‘Hackers with halos’ prepare for cyberspace war

May 17, 2016 / by / 0 Comment

Dr, Romeo Farinacci

Dr. Romeo Farinacci (Photo by Darryl Webb)

(Editor’s note: This story is from the May 2016 issue of GCU Today Magazine. To view the digital version of the magazine, click here.)

By Laurie Merrill
GCU Today Magazine

There’s a war going on that most of us can’t see, a behind-the-scenes battle in cyberspace between thieves who seek to steal vital information and those trained to stop them.

The weapons: sophistication, knowledge and training.

The bounty: untold quantities of computer-stored information that contains our most sensitive interests in both the private and public realms.

This year, Grand Canyon University introduced new online and ground degrees to arm graduates with an arsenal of high-tech weapons so they can immediately join the front line against cybercriminals.

“At GCU, we are teaching our students the tools and the technologies that hackers use to penetrate our security,” said Dr. Roméo Farinacci, program director of Information Technology & Cyber Security for GCU’s College of Science, Engineering, and Technology.

“We are the hackers with white hats, the hackers with halos.”

The degree is one of a rapidly multiplying list of new online and ground STEM degrees GCU is rolling out as it continues on its mission to produce well-trained, highly competitive graduates in the areas of science, technology, engineering and math.

“We want to make Arizona a hot spot for cybersecurity,” Farinacci said. “We want Arizona to be the place where data centers and corporations that handle data relocate.”

24 new CSET programs

Dr. Mark Wooden, CSET dean, said GCU is developing 24 new degree programs in his college, including 12 in IT/computer science, seven in engineering and five in science.

At the same time, the University is working on methods for allowing online students who work full-time to apply their experience in lieu of some required courses, Wooden said during a session on STEM Happenings at GCU.

The Bachelor of Science in Information Technology with an Emphasis on Cybersecurity is GCU’s first step in offering a degree that provides unique, hands-on training and will help transform Arizona into a hot spot for cybersecurity professionals, Farinacci said.

“Thirty years ago, we had security guards to protect us. Today, we need more than security guards because hackers are breaking in and stealing our identification, our information and our intellectual property, and they do it without walking a foot outside their homes,” he said.

Information system analysts are among the most sought after job candidates in the workforce today. Consider these 2015 statistics from the U.S. Bureau of Labor Statistics:

  • Arizona had the fifth-highest concentration of cybersecurity jobs.
  • The average information security analyst annual salary in the Phoenix-Mesa-Scottsdale metropolitan region was $81,830.
  • The average salary nationally was $88,890 compared with $79,390 for all computer occupations and $35,540 for all jobs.
  • And the prospects continue to brighten.
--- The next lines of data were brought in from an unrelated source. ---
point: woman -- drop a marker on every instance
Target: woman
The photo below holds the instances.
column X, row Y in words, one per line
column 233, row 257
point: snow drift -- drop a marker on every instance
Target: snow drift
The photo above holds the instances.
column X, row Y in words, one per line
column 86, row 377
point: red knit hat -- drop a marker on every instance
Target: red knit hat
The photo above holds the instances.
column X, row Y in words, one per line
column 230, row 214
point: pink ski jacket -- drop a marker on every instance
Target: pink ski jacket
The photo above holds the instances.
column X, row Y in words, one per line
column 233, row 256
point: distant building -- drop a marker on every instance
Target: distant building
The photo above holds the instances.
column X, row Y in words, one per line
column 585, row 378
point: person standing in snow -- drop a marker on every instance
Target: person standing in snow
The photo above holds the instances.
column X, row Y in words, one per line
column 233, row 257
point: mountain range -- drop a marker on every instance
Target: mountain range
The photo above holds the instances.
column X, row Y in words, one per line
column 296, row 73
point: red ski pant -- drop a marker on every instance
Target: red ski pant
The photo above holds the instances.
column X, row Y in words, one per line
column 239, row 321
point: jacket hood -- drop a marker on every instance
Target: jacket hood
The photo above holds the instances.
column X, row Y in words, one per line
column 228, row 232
Between 2014 and 2024, cybersecurity employment is expected to rise 18 percent nationally compared with 12 percent in all computer occupations and 7 percent in all occupations.

“The need for well-prepared information technology and cybersecurity experts is growing exponentially,” GCU President Brian Mueller said. “It is GCU’s vision to provide a premier educational experience and exceptional career preparation in the fields of science, technology, engineering and math.”

Additionally, Farinacci and Dr. Heather Monthie, CSET assistant dean, are working on a head-spinning number of fronts to enrich and complement the University’s emphasis on cybersecurity.

For example, this year GCU partnered with the Arizona Cyber Threat Response Alliance (ACTRA), a nonprofit group that collaborates with the FBI, the Arizona Counter Terrorism Information Center and the U.S. Department of Homeland Security, to name a few.

The partnership gives GCU’s cybersecurity students the advantage of practicing methodologies and strategies on ACTRA’s live cyberwarfare range, Farinacci said. And Farinacci is instructing in the ACTRA Cybersecurity Academy, a boot camp for handling real-world security events and threats.

Cyber Lopes on the horizon

Other initiatives include developing a web-based cyber defense center, Cyber Lopes, that likely will go online this summer, and creating an e-learn cybersecurity boot camp.

“This is GCU’s attempt to put our foot in the door,” Farinacci said. “Now we can walk through the door and talk the talk.”

Cybersecurity students will branch out to study cyber operations planning and execution, cybercrime and cyber law and also utilize the live cyberwarfare range, among other options, Farinacci said.

One new student is freshman Morgan Melton, who switched to the cybersecurity degree and said he knows other ground students who plan to enroll.

“I have a passion for learning about networks,” said Melton, a CSET student worker. “I want to work for a large bank or a corporation and test their security to make the world a better place.”

That the program is new is an advantage because it is flexible and allows students to dig deep.

“My skills will go outside the normal program that other students at other schools will have,” he said.